One in Four…

Raising awareness about issues related to domestic & dating violence

Domestic Violence and Custody Issues July 21, 2010

Filed under: child custody,divorce,domestic violence — Women's Studies Intern @ 2:17 pm

A southern California mother recently found her two children reported missing 15 years ago using Facebook.  The Huffington Post reported that the children’s father, Faustino Utrera, took the children in 1995.   The children are currently placed in custody by the State of Florida.  Initially, the daughter did not wish to re-establish a relationship with her mother.  Utrera has been charged with two felony counts of kidnapping and violating child custody orders.  Stories like this one illustrate the complications of child custody,  both legally and emotionally.  Our Court Services Coordinator, Lindsey, discussed her experience with custody issues and domestic violence with me.

It is more difficult to get custody of one’s children than most people realize, even if someone is the victim of domestic violence.  While victims (and DV advocates) understand why they ought to be awarded full custody, judges do not always agree with giving one parent sole custody of a child(ren).  But, as we know, domestic violence is a learned behavior.  Many batterers either become abusive towards their children or begin teaching their children abusive behaviors. So, leaving children with an abusive parent can be dangerous for the child in more ways than the obvious.
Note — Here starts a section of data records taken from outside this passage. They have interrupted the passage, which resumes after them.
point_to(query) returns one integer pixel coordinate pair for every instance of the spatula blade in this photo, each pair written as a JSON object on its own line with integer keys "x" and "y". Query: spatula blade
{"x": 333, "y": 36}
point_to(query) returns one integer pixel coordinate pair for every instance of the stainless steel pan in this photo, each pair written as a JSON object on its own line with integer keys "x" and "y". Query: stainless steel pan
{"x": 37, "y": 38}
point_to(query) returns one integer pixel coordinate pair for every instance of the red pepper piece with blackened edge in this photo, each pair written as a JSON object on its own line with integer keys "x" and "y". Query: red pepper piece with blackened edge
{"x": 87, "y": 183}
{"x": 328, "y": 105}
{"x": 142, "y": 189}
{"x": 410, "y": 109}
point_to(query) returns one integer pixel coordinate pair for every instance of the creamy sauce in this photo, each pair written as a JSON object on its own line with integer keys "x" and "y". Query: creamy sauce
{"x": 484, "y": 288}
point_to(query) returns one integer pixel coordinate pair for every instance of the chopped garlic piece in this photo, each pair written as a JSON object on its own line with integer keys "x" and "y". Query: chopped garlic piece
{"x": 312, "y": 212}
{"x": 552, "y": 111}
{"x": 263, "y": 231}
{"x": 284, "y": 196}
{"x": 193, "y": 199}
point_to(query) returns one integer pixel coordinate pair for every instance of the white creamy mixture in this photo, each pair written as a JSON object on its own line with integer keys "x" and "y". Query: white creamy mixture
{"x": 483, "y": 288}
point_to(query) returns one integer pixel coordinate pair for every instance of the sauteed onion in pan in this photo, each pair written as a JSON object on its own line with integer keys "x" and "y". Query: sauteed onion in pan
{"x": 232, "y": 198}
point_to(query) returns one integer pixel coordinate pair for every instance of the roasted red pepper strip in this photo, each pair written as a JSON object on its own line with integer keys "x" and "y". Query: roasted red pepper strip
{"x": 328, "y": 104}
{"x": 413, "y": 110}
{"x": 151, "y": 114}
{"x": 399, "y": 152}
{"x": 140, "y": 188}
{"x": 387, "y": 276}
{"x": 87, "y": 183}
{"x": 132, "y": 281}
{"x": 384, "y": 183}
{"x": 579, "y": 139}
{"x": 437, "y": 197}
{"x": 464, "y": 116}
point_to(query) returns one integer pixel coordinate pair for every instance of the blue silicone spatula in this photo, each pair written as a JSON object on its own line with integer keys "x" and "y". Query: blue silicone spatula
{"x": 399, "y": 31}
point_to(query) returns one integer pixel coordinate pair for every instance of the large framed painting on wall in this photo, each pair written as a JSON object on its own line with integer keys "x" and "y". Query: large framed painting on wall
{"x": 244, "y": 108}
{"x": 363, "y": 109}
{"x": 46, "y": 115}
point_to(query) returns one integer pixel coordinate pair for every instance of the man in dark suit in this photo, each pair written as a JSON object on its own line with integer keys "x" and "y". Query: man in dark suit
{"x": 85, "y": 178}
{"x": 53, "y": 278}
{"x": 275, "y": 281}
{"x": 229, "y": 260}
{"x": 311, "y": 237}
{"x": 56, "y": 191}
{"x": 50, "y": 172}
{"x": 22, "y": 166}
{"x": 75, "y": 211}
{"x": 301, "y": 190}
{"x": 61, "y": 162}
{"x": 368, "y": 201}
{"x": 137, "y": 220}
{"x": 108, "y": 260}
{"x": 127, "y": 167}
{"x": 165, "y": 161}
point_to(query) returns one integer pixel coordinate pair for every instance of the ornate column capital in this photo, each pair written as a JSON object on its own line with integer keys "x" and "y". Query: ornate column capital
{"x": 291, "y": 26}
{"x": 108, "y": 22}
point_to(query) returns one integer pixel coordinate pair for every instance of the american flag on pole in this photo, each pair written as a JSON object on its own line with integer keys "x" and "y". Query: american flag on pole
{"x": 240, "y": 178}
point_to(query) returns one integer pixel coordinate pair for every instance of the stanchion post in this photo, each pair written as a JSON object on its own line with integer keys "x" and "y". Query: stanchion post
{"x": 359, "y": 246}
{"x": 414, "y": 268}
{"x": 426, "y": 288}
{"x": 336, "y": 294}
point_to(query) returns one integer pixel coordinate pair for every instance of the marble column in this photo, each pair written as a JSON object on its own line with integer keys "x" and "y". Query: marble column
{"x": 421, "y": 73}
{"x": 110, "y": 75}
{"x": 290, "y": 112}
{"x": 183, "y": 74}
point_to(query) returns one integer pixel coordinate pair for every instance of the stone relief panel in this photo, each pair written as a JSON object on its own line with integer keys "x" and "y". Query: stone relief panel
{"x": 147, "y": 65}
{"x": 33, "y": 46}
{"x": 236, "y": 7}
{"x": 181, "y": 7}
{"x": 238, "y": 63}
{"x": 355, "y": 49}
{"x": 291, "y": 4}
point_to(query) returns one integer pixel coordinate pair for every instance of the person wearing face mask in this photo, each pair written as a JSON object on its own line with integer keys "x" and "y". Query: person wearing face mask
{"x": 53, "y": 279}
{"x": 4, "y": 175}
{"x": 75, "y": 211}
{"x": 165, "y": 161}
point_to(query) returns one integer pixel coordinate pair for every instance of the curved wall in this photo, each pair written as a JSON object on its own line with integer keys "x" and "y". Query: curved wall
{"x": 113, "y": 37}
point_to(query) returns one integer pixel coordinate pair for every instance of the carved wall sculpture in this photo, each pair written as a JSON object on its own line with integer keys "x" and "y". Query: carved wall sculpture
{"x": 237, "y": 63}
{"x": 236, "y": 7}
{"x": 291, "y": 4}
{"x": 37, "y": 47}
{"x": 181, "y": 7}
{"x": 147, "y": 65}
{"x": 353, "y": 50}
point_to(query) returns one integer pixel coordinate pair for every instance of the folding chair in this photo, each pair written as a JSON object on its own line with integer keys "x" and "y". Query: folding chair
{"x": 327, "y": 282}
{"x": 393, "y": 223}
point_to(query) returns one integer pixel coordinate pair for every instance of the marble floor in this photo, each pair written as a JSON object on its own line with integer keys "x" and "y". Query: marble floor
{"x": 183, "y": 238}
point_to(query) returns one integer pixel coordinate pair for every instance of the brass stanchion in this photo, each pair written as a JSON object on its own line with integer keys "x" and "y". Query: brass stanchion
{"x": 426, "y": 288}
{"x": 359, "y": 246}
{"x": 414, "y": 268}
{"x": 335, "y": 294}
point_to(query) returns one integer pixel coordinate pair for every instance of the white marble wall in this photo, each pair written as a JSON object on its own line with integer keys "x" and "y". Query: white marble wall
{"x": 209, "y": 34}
Additionally, child custody issues require an attorney, a cost that many victims cannot afford.   Victims are often left to rely on informal custody agreements which can be broken without penalty.  If both parents have legal rights to the child*, one parent can take the child to another county or even another state without informing the other.  Many times victims will call the police if their abuser takes the kids away but if no formal custody agreement exists, no legal recourse exists. Victims also often feel frustrated with the duration of custody battles.  While many victims might feel the need to leave abusive situations immediately, fear of losing their children can keep them in a violent, unhealthy environment.

Sadly, while victims can take their children and leave their abusers without any legal difficulty, victims who leave their children to escape abusers can be charged with abandonment and often have an extremely difficult time gaining custody of their children in the future.

How do you feel about how difficult it is for abuse victims to gain custody?  Leave us your thoughts!

*meaning both parents are listed on the birth certificate


2 Responses to “Domestic Violence and Custody Issues”

  1. “It is more difficult to get custody of one’s children than most people realize, even if someone is the victim of domestic violence.”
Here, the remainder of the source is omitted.